J.M.K. v. Luzerne Cty. Juvenile Det. Ctr., 372 F.3d 575, 580 (3d Cir. 2004) (permitting failure to train claim involving single incident of assault on juvenile facility detainee based on lack of training to identify potential victims of physical attack); Koukos v. Chester Cty., No. 16-4602, 2017 WL 511634, at *9 (E.D. Pa. Feb. 7, 2017) (“Finally, Koukos alleges that the County’s failure to establish appropriate policies and procedures for the monitoring and treatment on inmates undergoing detoxification [from opiates] after admission in turn led to the failure of the individual Defendants to adequately monitor, assess, and treat him.
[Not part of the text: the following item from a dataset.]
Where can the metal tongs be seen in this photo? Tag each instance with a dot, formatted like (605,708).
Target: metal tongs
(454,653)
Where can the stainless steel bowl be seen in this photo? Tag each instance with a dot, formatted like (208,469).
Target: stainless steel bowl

These allegations are sufficient to state a claim.”) For these reasons, Plaintiff has sufficiently stated a Monell claim, and the City’s Motion is denied as to Counts I and II. Since the Motion is silent on the merits of Counts III and IV, the Court declines to dismiss those Counts at this stage of the proceedings. V. CONCLUSION
For the foregoing reasons, the Defendant’s Motion to Dismiss is denied. An appropriate Order follows. BY THE COURT:
/s/ Hon. Kelley B. Hodge
HODGE, KELLEY B., J.
1 The Court notes that while Plaintiff purports to counter arguments made by the City that “Plaintiff has failed to allege a pattern of similar misconduct and is proceeding under a single incident theory” and that “the Complaint fails because it does not allege conduct by a decision maker under Monell” but these arguments are not contained within the City’s Motion. (ECF No. 5 at 6.)